Islam di Bosnia datang bersamaan dengan Kekaisaran Ottoman.

Anadolu Agency
Muslim di Bosnia dan Herzegovina. Mengenal Lebih Dalam Muslim di Eropa Timur, Bosnia-Herzegovina
Rep: Zahrotul Oktaviani Red: Ani Nursalikah

REPUBLIKA.CO.ID, SARAJEVO -- Mendengar kata “Muslim Eropa”, hal pertama yang biasanya terlintas di benak seseorang adalah Muslim Barat, imigran berlatar belakang Muslim atau mualaf kulit putih Barat. Namun, ada sisi lain Eropa yang lebih berkaitan dengan Islam, daripada yang ada di pikiran sebelumnya.

Penting untuk menggali sejarah Eropa Timur, untuk menemukan harta karun masa lalu yang terlupakan dan masa kini yang penuh tantangan, dari saudara-saudari Muslim yang tinggal di Bosnia dan Herzegovina.

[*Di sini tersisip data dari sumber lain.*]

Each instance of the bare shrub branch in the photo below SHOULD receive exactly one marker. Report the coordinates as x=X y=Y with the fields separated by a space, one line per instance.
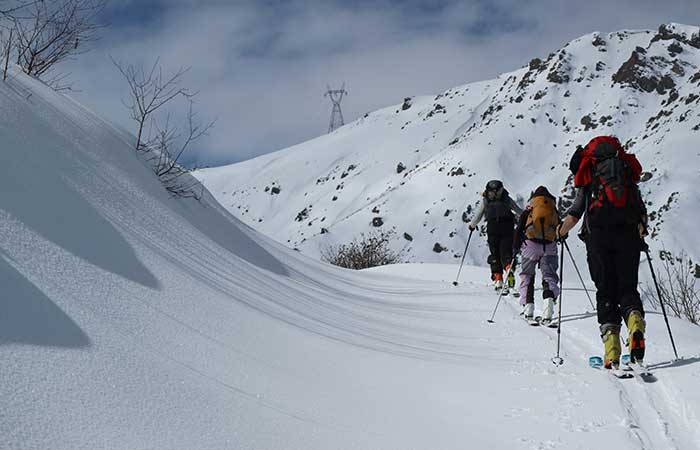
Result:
x=51 y=32
x=677 y=279
x=149 y=92
x=367 y=250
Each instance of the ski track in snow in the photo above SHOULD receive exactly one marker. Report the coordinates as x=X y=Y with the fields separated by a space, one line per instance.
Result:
x=133 y=320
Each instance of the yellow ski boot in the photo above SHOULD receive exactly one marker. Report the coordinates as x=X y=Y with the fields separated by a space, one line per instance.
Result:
x=636 y=327
x=613 y=349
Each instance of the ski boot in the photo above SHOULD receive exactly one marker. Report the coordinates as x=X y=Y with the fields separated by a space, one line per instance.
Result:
x=498 y=281
x=636 y=328
x=510 y=281
x=547 y=310
x=613 y=349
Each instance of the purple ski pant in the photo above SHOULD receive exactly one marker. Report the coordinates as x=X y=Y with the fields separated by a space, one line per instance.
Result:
x=531 y=253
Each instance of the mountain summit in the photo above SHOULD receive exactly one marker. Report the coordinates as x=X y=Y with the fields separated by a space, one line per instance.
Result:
x=418 y=168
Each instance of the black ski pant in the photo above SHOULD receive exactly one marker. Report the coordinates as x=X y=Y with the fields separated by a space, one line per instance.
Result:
x=500 y=239
x=613 y=261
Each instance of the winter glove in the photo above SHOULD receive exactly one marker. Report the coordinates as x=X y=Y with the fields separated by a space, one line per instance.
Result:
x=643 y=246
x=561 y=238
x=643 y=229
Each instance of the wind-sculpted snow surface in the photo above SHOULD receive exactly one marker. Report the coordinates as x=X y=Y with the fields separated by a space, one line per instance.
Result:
x=133 y=320
x=418 y=169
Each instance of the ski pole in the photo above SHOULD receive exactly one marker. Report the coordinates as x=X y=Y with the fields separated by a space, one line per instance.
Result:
x=661 y=301
x=512 y=264
x=579 y=275
x=558 y=360
x=456 y=281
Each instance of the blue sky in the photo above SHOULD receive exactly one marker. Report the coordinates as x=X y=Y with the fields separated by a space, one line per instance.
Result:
x=261 y=66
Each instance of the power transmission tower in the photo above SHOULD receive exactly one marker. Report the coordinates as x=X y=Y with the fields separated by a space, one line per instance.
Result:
x=336 y=96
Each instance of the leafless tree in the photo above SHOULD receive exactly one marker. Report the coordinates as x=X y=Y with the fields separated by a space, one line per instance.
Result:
x=369 y=250
x=7 y=49
x=678 y=280
x=49 y=32
x=150 y=91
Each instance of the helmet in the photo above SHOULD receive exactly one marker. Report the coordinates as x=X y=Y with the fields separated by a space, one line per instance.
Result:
x=494 y=190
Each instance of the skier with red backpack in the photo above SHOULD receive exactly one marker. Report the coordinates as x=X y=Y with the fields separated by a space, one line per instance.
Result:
x=498 y=208
x=614 y=225
x=535 y=239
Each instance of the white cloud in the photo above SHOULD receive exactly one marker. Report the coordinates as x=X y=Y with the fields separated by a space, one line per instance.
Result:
x=261 y=70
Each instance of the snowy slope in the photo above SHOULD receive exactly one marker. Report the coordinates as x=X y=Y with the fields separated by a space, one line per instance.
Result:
x=521 y=127
x=131 y=320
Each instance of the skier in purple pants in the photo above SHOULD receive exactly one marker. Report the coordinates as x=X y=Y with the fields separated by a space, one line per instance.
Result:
x=535 y=240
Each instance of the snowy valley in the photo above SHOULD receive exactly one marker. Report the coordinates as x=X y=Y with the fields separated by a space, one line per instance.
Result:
x=130 y=319
x=417 y=169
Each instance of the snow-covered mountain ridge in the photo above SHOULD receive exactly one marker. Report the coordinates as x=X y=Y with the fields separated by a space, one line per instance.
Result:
x=414 y=168
x=130 y=319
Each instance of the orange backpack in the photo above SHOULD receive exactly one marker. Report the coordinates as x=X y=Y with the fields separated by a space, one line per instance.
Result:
x=543 y=219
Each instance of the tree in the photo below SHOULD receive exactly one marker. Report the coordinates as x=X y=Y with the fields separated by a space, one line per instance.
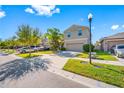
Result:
x=55 y=38
x=28 y=36
x=86 y=48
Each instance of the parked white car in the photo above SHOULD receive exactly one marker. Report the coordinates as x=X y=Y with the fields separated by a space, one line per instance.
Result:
x=119 y=50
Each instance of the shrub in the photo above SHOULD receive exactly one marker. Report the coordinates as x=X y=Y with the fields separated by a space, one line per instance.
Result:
x=86 y=47
x=63 y=49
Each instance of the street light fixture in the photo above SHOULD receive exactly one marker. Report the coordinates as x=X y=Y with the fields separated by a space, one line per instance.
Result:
x=90 y=16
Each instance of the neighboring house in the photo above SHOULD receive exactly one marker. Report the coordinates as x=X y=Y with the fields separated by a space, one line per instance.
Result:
x=107 y=43
x=45 y=43
x=75 y=37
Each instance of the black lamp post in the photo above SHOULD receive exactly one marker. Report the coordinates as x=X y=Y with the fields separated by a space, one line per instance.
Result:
x=90 y=20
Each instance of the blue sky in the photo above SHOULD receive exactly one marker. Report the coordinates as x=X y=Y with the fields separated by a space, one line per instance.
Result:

Bosnia-Herzegovina adalah salah satu negara bekas Yugoslavia yang paling beragam, di mana orang Bosnia (Muslim Bosnia), Serbia dan Kroasia hidup bersama dengan damai.

Bosnia meliputi bagian utara dan tengah negara itu. Kemungkinan besar namanya diambil dari kata Indo-Eropa kuno, bosana, yang berarti air. Hingga saat ini, Bosnia dipercaya tidak pernah mengalami kekurangan air.

Suku-suku Muslim telah hadir di Eropa Timur sejak awal. Tetapi titik balik sejarah Islam di Bosnia datang bersamaan dengan 'invasi' Kekaisaran Ottoman, yang berlangsung di negara itu selama 400 tahun.

Wilayah selatan Hum kuno kemudian dinamai Herzegovina setelah pendudukan Ottoman. Dengan keragaman bangsa datang bersama pusaran agama.

Baca Juga

Saat ini, dari 4 juta penduduk, 40 persennya adalah Muslim. Kristen Ortodoks berjumlah 31 persen, 15 persen Katolik Roma dan sisanya adalah agama lain, termasuk Yahudi yang tiba pada akhir abad ke-15 setelah diusir dari Spanyol.

Kata 'invasi' biasanya disandingkan dengan dampak negatif; tetapi dalam situasi Bosnia, pendudukan Utsmaniyah membuktikan sebaliknya. Dari tahun 1463 hingga 1878, Bosnia dan Herzegovina mengalami periode kesejahteraan dan kemakmuran umum yang berkepanjangan.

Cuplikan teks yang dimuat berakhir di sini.